Topic Modeling with Structured Priors for Text-Driven Science

Michael Paul, Johns Hopkins University

Topic models, statistical models that describe low-dimensional representations of data, can uncover interesting latent structure in large text datasets and are popular tools for automatically identifying prominent themes in text. This talk will introduce topic models that can encode additional structures such as factorizations, hierarchies, and correlations of topics, and can incorporate supervision and domain knowledge. This is achieved by formulating the Bayesian priors over parameters as functions of underlying components, which can be constrained in various ways to induce different structures. This approach is first introduced through a topic model called factorial LDA, which models a factorized structure in which topics are conceptually arranged in multiple dimensions. Factorial LDA can be used to model multiple types of information, for example topic and sentiment in reviews. We then introduce a family of structured-prior topic models called SPRITE, which creates a unifying representation that generalizes factorial LDA as well as other existing topic models, and creates a powerful framework for building new models.

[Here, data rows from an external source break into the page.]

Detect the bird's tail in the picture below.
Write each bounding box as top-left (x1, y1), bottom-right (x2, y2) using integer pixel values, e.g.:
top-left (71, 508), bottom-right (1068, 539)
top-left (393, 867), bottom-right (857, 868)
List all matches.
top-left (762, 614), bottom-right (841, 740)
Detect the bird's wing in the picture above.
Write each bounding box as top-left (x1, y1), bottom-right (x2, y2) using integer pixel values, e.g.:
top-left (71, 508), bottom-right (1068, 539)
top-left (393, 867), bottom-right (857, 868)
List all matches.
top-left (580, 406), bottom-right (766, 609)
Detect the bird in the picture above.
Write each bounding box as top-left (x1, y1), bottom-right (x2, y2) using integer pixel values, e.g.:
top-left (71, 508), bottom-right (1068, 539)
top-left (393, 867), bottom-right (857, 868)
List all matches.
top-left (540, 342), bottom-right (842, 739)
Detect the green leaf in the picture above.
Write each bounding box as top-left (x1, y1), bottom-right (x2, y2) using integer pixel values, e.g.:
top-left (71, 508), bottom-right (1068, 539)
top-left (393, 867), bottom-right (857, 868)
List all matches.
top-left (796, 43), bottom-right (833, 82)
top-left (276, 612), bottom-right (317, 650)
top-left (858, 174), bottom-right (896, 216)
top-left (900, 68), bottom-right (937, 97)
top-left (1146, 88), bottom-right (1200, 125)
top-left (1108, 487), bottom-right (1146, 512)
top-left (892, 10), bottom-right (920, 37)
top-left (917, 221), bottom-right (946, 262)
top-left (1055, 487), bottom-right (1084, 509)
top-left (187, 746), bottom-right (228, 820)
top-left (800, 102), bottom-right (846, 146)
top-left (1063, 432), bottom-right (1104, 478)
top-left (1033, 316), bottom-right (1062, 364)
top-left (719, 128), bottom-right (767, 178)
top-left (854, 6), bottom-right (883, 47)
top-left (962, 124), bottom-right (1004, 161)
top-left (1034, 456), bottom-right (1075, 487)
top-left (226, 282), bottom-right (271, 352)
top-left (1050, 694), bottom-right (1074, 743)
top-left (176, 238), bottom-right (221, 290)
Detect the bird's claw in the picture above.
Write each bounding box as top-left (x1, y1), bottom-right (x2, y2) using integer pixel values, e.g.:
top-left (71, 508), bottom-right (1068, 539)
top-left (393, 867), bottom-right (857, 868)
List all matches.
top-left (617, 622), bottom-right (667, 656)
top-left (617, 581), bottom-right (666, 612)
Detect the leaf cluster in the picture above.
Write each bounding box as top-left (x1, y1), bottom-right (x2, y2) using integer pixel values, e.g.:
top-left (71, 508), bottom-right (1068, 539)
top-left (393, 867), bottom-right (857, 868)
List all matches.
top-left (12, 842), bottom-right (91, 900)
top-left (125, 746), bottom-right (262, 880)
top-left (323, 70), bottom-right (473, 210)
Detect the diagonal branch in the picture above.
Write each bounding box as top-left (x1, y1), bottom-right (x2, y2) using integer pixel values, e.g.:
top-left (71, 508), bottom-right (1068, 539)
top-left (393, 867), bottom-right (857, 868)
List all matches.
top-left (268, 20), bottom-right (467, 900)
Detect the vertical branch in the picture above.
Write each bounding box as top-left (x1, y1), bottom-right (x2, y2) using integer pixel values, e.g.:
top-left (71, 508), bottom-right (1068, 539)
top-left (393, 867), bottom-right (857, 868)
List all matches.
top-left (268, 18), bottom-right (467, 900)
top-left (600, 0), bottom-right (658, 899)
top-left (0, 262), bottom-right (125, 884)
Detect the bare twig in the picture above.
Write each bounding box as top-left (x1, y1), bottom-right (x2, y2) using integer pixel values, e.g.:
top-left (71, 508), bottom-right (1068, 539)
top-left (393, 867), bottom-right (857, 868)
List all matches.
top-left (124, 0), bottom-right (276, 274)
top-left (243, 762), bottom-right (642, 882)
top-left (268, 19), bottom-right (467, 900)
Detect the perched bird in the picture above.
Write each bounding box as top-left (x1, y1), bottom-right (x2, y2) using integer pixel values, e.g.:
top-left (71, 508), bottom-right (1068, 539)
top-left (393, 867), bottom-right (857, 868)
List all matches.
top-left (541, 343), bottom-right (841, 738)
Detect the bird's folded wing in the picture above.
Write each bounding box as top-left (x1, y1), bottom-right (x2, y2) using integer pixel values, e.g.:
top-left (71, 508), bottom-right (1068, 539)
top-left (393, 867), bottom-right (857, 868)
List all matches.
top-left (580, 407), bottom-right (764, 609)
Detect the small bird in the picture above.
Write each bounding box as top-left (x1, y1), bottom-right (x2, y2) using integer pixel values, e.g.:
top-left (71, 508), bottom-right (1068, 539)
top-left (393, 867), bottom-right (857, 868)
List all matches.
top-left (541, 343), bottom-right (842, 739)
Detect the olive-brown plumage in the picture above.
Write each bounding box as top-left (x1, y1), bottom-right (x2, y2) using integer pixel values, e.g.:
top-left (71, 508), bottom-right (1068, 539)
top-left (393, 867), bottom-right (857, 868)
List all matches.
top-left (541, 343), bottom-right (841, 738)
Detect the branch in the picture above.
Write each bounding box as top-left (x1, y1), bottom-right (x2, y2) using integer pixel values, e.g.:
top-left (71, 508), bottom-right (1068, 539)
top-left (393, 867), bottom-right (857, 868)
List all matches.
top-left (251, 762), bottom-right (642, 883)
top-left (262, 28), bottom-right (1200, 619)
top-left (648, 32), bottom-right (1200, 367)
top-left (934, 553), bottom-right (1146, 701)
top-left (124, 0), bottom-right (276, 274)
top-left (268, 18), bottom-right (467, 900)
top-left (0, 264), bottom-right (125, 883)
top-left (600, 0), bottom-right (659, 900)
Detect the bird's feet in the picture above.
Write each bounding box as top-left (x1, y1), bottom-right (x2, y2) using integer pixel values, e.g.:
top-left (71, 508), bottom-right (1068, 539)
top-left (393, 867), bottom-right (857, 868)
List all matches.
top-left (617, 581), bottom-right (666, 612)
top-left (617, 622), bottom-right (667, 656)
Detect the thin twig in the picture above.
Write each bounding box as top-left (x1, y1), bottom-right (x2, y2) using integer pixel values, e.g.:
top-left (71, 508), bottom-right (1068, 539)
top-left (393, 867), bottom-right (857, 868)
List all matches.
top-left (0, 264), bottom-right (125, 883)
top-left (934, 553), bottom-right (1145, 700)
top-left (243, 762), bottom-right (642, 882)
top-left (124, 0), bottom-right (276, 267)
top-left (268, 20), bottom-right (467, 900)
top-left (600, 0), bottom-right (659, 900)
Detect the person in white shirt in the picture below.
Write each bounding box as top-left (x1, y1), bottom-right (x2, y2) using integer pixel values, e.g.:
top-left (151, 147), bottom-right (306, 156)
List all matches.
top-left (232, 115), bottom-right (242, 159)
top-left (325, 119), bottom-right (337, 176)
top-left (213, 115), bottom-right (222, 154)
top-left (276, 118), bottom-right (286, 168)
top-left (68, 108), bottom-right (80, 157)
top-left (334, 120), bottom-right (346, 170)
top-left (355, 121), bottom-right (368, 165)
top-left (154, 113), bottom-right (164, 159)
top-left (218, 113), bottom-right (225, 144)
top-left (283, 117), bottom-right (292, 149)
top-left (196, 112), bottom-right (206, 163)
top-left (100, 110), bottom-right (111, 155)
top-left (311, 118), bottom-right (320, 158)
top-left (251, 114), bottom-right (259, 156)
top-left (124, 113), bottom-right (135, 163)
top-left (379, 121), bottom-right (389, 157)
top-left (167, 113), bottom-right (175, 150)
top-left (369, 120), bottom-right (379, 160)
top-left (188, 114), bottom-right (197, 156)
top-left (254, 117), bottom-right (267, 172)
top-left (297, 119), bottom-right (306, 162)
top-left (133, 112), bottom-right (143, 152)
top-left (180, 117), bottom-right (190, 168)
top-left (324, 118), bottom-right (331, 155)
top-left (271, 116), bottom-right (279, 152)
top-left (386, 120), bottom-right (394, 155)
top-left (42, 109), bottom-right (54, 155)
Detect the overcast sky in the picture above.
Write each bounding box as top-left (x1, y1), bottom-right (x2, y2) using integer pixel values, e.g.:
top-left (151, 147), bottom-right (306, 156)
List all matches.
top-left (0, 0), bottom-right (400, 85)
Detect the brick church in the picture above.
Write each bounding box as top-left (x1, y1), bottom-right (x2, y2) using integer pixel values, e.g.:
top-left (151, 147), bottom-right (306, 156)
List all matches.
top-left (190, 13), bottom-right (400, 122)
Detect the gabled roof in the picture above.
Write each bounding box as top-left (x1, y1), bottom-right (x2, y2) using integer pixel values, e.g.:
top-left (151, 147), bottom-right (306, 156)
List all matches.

I will also show how these topic models can be used in various scientific applications, such as extracting medical information from forums, measuring healthcare quality from patient reviews, and monitoring public opinion in social media.

Speaker Biography

Michael Paul is a PhD candidate in Computer Science at Johns Hopkins University. Beginning in August 2015, he will be an Assistant Professor of Information Science and Computer Science at the University of Colorado, Boulder. He earned a B.S. in CS from the University of Illinois at Urbana-Champaign in 2009 and an M.S.E. in CS from Johns Hopkins University in 2012. He has received PhD fellowships from Microsoft Research, the National Science Foundation, and the Johns Hopkins University Whiting School of Engineering. His research focuses on exploratory machine learning and natural language processing for the web and social media, with applications to computational epidemiology and public health informatics.